The Conservative Resurgence failed to re-energize and ignite the spiritual passion behind an evangelistic revival, and instead, its leaders presided over a sharp decline in baptisms. It failed to reverse the trend in which 70% of the churches in the denomination were either plateaued or declining in membership and attendance, and it failed miserably in increasing the revenue available for its ministries, primarily its two mission boards.

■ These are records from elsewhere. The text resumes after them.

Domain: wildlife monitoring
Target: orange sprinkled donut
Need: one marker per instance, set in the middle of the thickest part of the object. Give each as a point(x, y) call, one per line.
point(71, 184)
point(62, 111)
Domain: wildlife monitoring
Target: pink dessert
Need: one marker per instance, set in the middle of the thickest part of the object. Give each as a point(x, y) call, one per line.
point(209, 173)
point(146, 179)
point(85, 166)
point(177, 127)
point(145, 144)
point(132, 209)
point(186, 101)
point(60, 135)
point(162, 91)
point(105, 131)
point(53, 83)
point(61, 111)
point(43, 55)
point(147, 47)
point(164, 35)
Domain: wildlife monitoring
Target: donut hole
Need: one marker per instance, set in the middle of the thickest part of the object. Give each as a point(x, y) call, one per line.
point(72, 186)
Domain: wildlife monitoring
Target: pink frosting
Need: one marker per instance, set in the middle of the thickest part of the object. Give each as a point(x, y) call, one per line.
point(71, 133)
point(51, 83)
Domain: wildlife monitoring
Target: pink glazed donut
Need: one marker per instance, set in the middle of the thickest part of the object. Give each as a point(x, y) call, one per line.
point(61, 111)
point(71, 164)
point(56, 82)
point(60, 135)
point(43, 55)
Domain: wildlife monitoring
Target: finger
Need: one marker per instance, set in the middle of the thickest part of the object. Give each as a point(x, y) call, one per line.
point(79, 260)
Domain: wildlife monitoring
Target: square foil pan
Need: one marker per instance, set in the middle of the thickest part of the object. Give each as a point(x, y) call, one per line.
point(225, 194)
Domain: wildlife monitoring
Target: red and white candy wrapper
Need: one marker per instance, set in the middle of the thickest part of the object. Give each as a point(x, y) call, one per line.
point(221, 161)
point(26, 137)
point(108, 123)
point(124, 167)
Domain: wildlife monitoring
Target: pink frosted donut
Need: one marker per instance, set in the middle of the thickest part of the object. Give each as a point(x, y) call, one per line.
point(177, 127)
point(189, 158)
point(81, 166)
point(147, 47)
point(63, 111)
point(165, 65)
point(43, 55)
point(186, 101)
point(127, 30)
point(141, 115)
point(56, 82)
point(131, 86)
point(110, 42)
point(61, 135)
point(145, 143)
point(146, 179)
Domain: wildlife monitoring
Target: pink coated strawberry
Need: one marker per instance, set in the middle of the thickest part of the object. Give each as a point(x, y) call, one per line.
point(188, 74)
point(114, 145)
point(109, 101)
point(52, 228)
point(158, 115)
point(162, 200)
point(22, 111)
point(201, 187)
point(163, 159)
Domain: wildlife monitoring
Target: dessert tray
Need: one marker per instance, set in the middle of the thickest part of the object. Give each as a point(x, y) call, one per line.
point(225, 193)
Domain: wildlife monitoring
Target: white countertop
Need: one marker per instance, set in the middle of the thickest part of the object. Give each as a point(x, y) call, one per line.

It has made up for that loss by pressuring and brow-beating state convention bodies to give them a larger share of their receipts which most, not all, have done, bankrupting several of them in the process.
And the Southern Baptist Convention's conservative resurgence leadership has failed to deal with a serious, clergy sexual abuse scandal among its pastors, church leaders and denominational leaders. This happened on their watch, not while the "liberals and moderates" were in charge of the camp. Nor are these the drag queens and the LGBTQ movement who are engaging in the abuse. These are pastors, church leaders and denominational employees who are hiding behind the privilege and prestige they've been given in this apostate denomination.
Until repentance occurs, there will be no absolution. Don't count on it happening any time soon. Spiritual blindness is hard to shake, especially when it is partnered with arrogance.